A mom watches her son fight for his life two weeks after he was bitten by a bug at a pool party.
Jamie Simoson knew something was up with her three-year-old son, Johnny, who was “not acting himself”.
His nursery had called to say he didn’t want to eat lunch, and he was mopey and complaining of headaches.
Johnny, from Pennsylvania in the US, was given some medication by the doctor who expected he had a run-of-the-mill virus.
But his symptoms got worse over the next two days and Jamie noticed he was sleeping a lot more than usual and had a fever.

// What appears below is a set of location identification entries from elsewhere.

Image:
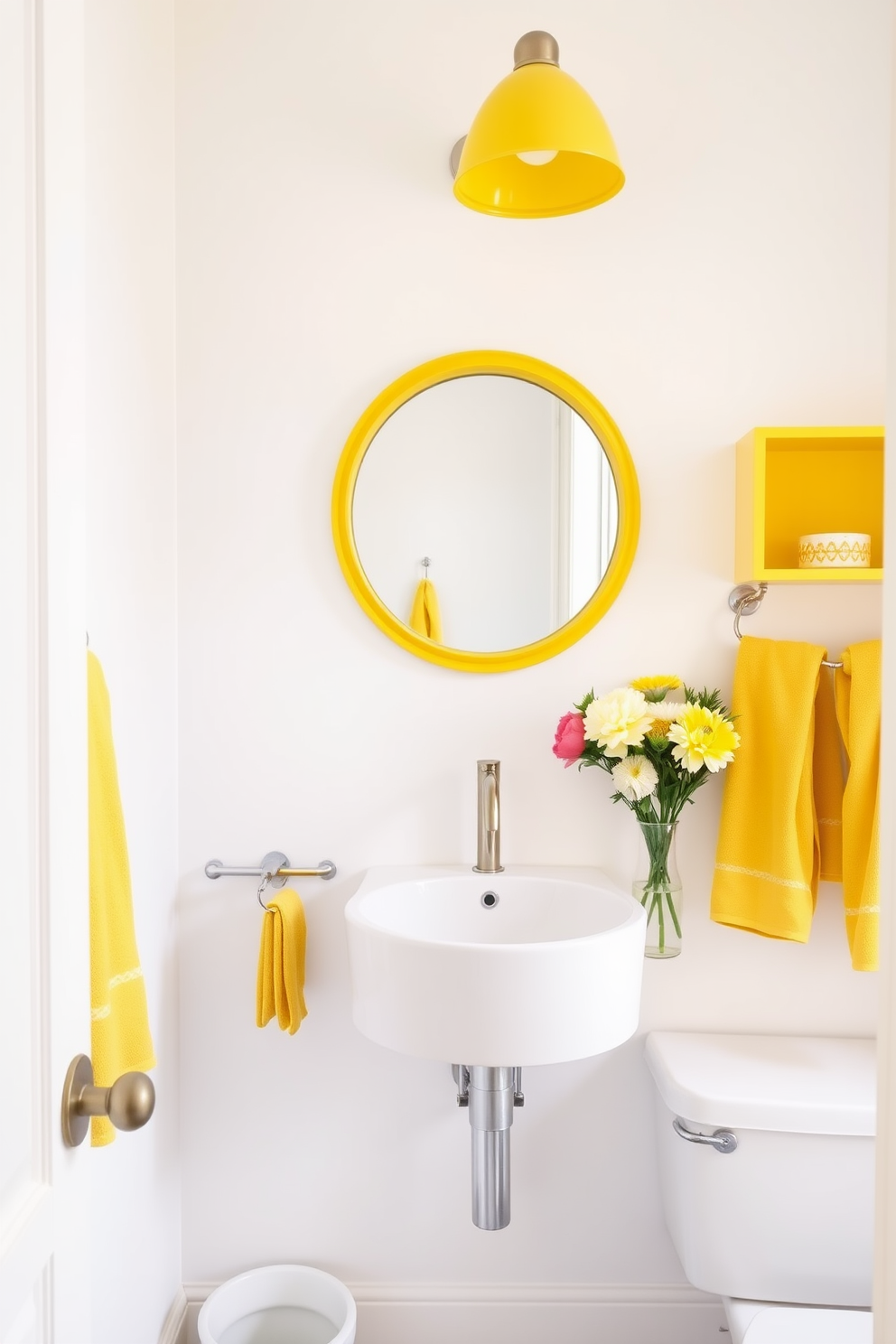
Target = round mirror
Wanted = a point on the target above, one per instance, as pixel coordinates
(485, 511)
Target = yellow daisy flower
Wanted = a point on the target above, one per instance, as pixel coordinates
(665, 714)
(703, 737)
(655, 687)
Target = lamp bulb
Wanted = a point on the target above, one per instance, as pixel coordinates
(537, 157)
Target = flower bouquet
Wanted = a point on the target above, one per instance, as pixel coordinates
(658, 753)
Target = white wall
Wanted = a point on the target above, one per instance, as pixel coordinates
(132, 606)
(736, 280)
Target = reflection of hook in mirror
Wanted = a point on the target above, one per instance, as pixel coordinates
(518, 479)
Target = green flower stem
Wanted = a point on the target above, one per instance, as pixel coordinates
(658, 890)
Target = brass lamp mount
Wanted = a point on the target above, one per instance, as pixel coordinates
(534, 49)
(537, 47)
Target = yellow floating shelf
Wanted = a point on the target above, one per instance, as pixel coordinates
(798, 480)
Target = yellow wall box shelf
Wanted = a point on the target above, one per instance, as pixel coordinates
(796, 480)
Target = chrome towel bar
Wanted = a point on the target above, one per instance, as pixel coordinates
(273, 870)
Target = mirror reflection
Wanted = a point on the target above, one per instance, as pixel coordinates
(509, 495)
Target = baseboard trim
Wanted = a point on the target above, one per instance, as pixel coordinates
(629, 1294)
(175, 1328)
(628, 1313)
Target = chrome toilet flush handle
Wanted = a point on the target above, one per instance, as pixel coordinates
(722, 1139)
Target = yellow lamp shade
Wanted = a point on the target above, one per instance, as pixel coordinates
(537, 110)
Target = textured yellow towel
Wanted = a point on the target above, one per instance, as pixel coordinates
(859, 714)
(281, 964)
(120, 1036)
(426, 617)
(767, 859)
(827, 773)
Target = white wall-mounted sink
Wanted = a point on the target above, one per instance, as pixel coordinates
(550, 972)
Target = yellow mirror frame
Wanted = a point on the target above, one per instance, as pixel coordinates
(508, 364)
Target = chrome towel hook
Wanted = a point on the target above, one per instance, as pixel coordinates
(747, 598)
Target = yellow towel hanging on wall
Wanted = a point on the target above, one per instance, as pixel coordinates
(120, 1038)
(859, 714)
(767, 861)
(281, 963)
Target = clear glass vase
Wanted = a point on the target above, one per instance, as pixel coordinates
(658, 886)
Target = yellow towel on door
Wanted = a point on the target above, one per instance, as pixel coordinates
(120, 1038)
(426, 617)
(859, 714)
(767, 859)
(281, 964)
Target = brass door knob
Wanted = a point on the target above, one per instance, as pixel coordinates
(128, 1104)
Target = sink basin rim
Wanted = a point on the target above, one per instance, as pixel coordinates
(385, 876)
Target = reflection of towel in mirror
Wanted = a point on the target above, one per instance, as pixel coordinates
(120, 1038)
(426, 617)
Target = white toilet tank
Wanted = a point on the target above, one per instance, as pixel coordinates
(786, 1217)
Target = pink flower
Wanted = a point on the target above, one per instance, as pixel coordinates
(568, 741)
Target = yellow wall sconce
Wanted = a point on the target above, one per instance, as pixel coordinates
(539, 144)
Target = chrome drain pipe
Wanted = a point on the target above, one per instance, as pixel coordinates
(490, 1096)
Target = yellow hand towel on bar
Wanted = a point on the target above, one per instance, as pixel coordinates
(767, 861)
(859, 714)
(281, 964)
(120, 1038)
(827, 776)
(426, 617)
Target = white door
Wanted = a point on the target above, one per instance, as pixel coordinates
(44, 1002)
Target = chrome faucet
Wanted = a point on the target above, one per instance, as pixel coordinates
(488, 816)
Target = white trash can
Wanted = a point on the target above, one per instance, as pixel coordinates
(280, 1304)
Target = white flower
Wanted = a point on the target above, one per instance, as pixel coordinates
(634, 777)
(618, 721)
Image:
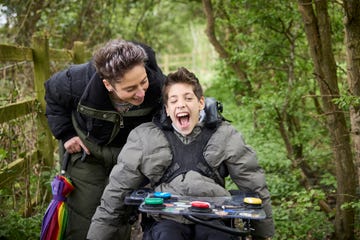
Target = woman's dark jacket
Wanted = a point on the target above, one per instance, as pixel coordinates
(78, 92)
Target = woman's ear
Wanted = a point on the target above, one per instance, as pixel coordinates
(108, 85)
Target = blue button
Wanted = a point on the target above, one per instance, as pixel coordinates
(162, 194)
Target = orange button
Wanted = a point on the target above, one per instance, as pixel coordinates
(200, 204)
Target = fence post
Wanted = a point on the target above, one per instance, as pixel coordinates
(45, 142)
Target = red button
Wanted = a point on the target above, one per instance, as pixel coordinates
(200, 204)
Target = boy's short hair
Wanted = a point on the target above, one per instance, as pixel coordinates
(182, 75)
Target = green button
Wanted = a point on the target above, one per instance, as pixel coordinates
(154, 201)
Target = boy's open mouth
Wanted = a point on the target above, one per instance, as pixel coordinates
(183, 119)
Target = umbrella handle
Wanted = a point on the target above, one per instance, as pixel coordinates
(66, 159)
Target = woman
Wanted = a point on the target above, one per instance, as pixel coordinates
(91, 108)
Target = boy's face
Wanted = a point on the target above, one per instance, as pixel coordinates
(183, 107)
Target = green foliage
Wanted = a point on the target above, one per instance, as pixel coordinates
(298, 216)
(15, 226)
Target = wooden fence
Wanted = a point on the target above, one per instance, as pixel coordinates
(40, 55)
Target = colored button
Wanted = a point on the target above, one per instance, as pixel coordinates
(252, 200)
(154, 201)
(200, 204)
(162, 194)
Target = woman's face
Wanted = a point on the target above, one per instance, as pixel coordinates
(183, 107)
(132, 86)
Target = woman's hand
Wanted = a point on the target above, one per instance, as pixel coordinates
(74, 145)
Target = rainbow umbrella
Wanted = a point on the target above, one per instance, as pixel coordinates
(55, 218)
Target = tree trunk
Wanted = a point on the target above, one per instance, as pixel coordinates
(220, 49)
(318, 33)
(352, 38)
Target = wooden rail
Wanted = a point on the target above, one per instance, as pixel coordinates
(40, 55)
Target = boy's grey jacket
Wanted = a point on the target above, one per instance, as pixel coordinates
(147, 154)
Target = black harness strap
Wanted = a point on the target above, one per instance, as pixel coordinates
(188, 157)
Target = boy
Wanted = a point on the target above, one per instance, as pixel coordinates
(178, 154)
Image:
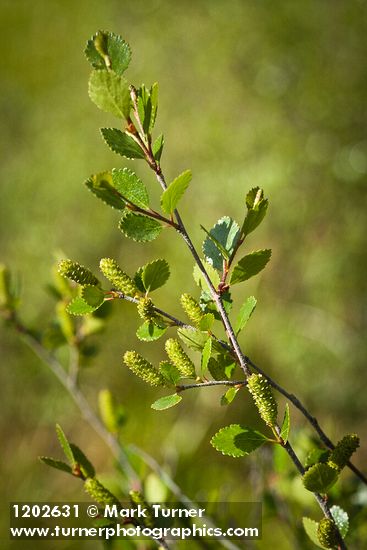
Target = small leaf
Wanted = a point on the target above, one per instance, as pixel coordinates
(101, 186)
(284, 433)
(341, 519)
(106, 49)
(237, 440)
(320, 478)
(110, 93)
(127, 183)
(82, 461)
(166, 402)
(157, 147)
(257, 207)
(154, 102)
(207, 351)
(199, 277)
(228, 397)
(250, 265)
(148, 332)
(57, 464)
(155, 274)
(245, 313)
(121, 143)
(170, 372)
(206, 322)
(139, 228)
(310, 526)
(93, 296)
(78, 306)
(221, 241)
(65, 445)
(175, 191)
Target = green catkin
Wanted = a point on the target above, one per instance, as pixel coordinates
(120, 280)
(142, 368)
(344, 449)
(99, 493)
(146, 309)
(263, 396)
(192, 308)
(138, 499)
(327, 533)
(179, 358)
(78, 273)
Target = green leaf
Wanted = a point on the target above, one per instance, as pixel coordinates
(101, 186)
(78, 306)
(228, 397)
(157, 147)
(317, 455)
(257, 207)
(139, 228)
(121, 143)
(65, 445)
(247, 309)
(310, 526)
(57, 464)
(320, 478)
(148, 332)
(205, 356)
(341, 519)
(170, 372)
(206, 322)
(284, 433)
(82, 461)
(175, 191)
(110, 93)
(106, 49)
(250, 265)
(199, 277)
(166, 402)
(93, 296)
(237, 440)
(127, 183)
(155, 274)
(221, 241)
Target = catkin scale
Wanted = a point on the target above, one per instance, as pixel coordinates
(261, 392)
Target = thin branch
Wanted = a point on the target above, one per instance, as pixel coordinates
(183, 387)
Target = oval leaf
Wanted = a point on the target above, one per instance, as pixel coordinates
(110, 93)
(93, 295)
(127, 183)
(121, 143)
(139, 228)
(166, 402)
(155, 274)
(250, 265)
(106, 49)
(341, 519)
(236, 440)
(320, 478)
(175, 191)
(148, 332)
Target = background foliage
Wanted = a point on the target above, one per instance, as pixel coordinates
(269, 94)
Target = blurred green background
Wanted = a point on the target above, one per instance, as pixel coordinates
(251, 93)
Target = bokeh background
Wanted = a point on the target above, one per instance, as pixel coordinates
(251, 93)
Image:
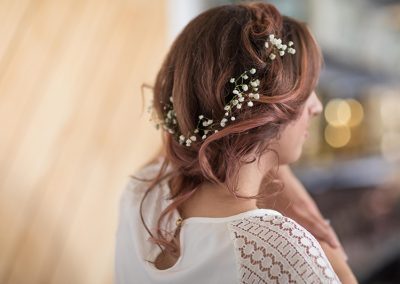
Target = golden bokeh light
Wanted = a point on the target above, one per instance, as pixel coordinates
(337, 136)
(338, 112)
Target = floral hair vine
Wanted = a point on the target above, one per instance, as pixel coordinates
(245, 92)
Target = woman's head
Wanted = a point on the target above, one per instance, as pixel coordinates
(222, 43)
(217, 45)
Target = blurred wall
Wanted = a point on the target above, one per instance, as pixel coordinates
(71, 130)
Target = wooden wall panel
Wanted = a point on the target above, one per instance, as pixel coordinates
(71, 130)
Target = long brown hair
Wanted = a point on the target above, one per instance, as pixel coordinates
(219, 44)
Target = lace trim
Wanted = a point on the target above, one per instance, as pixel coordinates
(275, 249)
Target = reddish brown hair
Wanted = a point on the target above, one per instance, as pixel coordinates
(219, 44)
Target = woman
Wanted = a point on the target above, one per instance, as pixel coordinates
(234, 96)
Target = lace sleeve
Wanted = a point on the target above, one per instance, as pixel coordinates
(276, 249)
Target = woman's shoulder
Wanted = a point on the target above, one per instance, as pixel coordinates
(273, 246)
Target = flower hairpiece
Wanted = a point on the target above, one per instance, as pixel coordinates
(245, 92)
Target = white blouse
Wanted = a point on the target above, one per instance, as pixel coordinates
(257, 246)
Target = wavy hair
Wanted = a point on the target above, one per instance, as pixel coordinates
(219, 44)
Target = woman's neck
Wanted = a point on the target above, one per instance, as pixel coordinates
(211, 200)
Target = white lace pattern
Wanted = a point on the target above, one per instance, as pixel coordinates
(275, 249)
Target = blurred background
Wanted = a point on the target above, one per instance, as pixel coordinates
(73, 126)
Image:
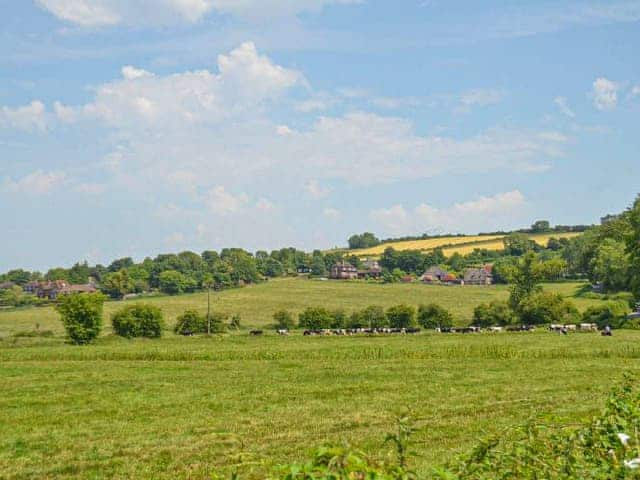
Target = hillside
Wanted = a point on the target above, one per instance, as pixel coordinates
(457, 244)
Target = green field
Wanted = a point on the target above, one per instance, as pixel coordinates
(183, 407)
(256, 304)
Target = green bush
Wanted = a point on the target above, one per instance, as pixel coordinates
(139, 320)
(81, 316)
(545, 307)
(494, 313)
(434, 316)
(401, 316)
(613, 314)
(283, 320)
(315, 318)
(192, 323)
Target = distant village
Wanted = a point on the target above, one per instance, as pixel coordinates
(433, 275)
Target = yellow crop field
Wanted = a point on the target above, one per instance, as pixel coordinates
(462, 245)
(427, 244)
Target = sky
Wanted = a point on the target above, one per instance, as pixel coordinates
(133, 128)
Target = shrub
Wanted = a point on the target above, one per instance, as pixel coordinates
(545, 307)
(434, 316)
(494, 313)
(401, 316)
(81, 316)
(374, 317)
(192, 323)
(139, 320)
(315, 318)
(613, 314)
(283, 320)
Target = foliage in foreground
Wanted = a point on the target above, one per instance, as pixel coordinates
(608, 447)
(81, 316)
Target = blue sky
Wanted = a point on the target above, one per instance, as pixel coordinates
(130, 130)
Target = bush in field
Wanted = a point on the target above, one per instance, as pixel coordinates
(401, 316)
(374, 317)
(315, 318)
(81, 316)
(613, 314)
(494, 313)
(340, 319)
(434, 316)
(192, 323)
(139, 320)
(283, 320)
(545, 307)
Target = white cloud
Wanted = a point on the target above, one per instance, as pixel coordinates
(107, 13)
(332, 213)
(316, 190)
(245, 81)
(563, 105)
(223, 203)
(605, 94)
(35, 183)
(30, 117)
(482, 214)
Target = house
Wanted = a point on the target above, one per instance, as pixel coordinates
(371, 269)
(479, 276)
(344, 271)
(7, 285)
(434, 274)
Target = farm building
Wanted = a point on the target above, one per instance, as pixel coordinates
(479, 276)
(344, 271)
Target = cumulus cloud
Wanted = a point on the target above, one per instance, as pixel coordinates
(140, 99)
(605, 94)
(224, 203)
(482, 214)
(107, 13)
(563, 105)
(31, 117)
(35, 183)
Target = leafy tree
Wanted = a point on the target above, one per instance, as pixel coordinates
(173, 282)
(401, 316)
(541, 226)
(494, 313)
(633, 248)
(81, 316)
(611, 265)
(373, 316)
(545, 307)
(525, 279)
(139, 320)
(190, 323)
(283, 320)
(434, 316)
(315, 318)
(365, 240)
(518, 244)
(118, 284)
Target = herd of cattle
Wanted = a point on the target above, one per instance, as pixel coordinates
(564, 329)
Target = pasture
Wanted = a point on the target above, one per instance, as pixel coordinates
(182, 408)
(256, 304)
(457, 244)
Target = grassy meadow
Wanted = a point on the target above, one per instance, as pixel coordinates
(182, 408)
(256, 304)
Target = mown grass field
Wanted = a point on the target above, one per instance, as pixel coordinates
(462, 245)
(181, 408)
(256, 304)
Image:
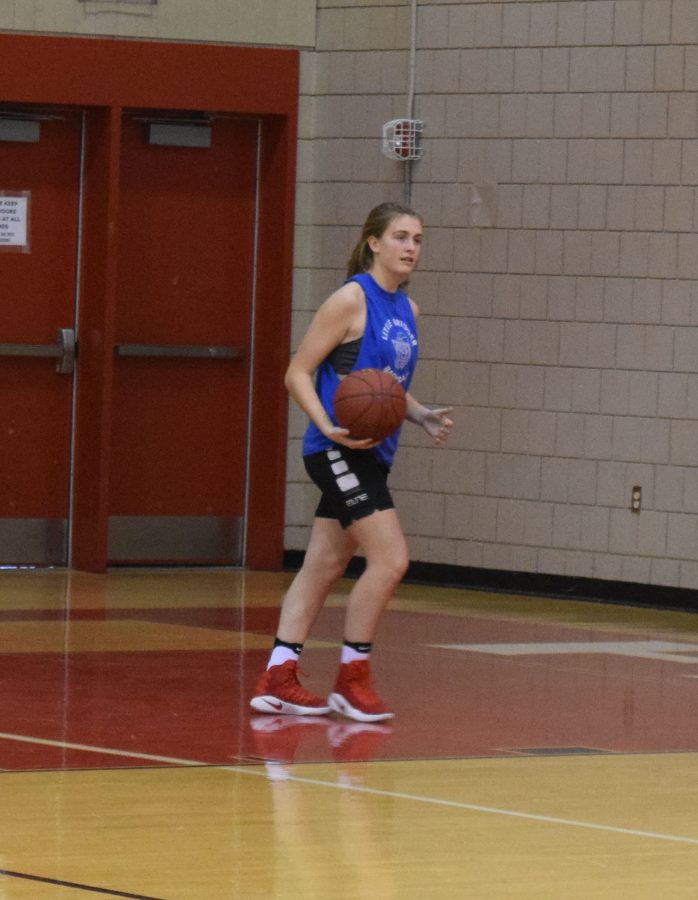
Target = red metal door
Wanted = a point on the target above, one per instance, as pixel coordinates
(184, 297)
(39, 203)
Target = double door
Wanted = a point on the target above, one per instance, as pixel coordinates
(179, 374)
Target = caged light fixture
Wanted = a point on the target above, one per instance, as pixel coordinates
(402, 139)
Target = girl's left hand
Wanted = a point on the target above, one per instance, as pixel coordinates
(438, 424)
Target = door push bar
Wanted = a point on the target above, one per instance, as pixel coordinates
(64, 350)
(177, 351)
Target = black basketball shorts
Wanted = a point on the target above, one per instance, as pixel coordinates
(353, 484)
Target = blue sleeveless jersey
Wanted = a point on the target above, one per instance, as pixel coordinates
(389, 342)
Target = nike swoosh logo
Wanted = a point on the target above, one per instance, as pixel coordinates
(275, 705)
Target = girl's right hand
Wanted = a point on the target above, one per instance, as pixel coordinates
(341, 436)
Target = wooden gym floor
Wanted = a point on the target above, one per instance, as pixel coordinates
(541, 749)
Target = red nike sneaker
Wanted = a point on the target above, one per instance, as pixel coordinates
(353, 694)
(279, 691)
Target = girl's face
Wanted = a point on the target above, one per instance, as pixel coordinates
(397, 250)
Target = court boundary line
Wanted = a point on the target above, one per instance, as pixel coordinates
(361, 789)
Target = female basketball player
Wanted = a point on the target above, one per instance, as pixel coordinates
(368, 323)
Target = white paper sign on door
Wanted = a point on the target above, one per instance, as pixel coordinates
(14, 222)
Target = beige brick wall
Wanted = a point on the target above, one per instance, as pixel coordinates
(560, 307)
(274, 22)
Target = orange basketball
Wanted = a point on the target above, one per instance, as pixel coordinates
(370, 404)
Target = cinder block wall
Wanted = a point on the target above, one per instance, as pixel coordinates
(558, 283)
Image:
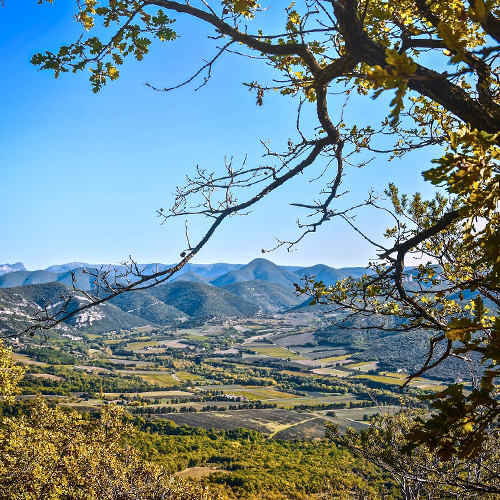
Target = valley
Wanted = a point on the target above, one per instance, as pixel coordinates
(223, 381)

After a second visit to the doctor, Jamie took her son to the ER as his fever spiked above 104F (40C).
Jamie told Today: “At this point, I’m falling apart at the seams.
“I was adamant every single time we talked to someone that he was bitten by a tick… but he was negative for Lyme disease.”
Two weeks prior, on June 15, Jamie had noticed a tick on Johnny’s shoulder while they were at a neighbour’s pool party.
The tick was tiny and hadn’t embedded into the skin yet.
Jamie told the New York Post: “It was not engorged. I easily removed it with a pair of tweezers, and it was still alive.
“He didn’t necessarily have any marks on his back shoulder until a few days later; there was just a tiny red bump. That was it.”
The family live in a wooded area and are familiar with ticks and their dangers.
Ticks can carry viruses, namely Lyme disease, which Johnny’s sister tested positive for in 2019.
But, with a negative result himself, Johnny had to have various tests to figure out what was wrong.
His white blood cell count was three times higher than normal, indicating infection.
Johnny was admitted on July 1 and deteriorated, with Jamie recalling he became floppy in her arms. He was transferred to a children’s hospital where his heart rate slowed.
Jamie said: “When they took him for the CT scan, we absolutely did not think that we were coming back with our son.”
The CT scan showed that Johnny had encephalitis (inflammation of the brain) and meningitis (inflammation of the membranes that surround the brain and spinal cord).
But at the time, doctors were still unsure why.
They were able to start treatment and Johnny remained in hospital until July 12.
And days later, it was eventually discovered that Johnny had been bitten by a tick infected with Powassan virus – which is incredibly rare.
The virus can spread from the tick to person within 15 minutes, which is much quicker than other infections.
Around ten per cent of Powassan virus cases that lead to encephalitis are fatal.
Powassan virus infections, according to the Centers for Disease Control and Prevention, have been found in the US, Canada, and Russia.
In the US, 178 cases of Powassan have been reported since 2011, primarily in the northeastern states and the Great Lakes region.
It is thought that many more people catch the virus but are unaware, due to showing only mild symptoms.
Powassan virus has not been detected in the UK. But people are warned that ticks -some of them carrying Lyme disease – live in forests and grassy areas of the UK.
Recalling when Johnny got his diagnosis, Jamie said: “I called my husband and said, ‘You’ve got to be kidding me. The whole time it was that stupid little tick. I knew it’.
“I Googled it and I was like, what the heck is this? What are the chances?”
Johnny has still not fully recovered from his ordeal, as half of survivors have permanent neurological symptoms, according to New York Department of Health.
At first, Johnny was unable to walk or balance, and had signs of brain damage. His parents had to help him eat and sit up.
He has improved greatly since but still struggles with speech and the left side of his body is weaker.
Jamie said: “He appears to have regressed a bit cognitively, but we are optimistic that his resilience will see him through.
“His doctor said his brain was injured, it has to heal and that affects everything.”
She warned other parents to push for answers when their instinct tells them there is something more sinister going on.
She said: “Advocate for your kids. If you feel like something is not right, you need to push for answers.
“The first time we saw the paediatrician, they said it’s viral… it’s got to run its course. Luckily for Jonathan, we were adamant that something else was wrong.”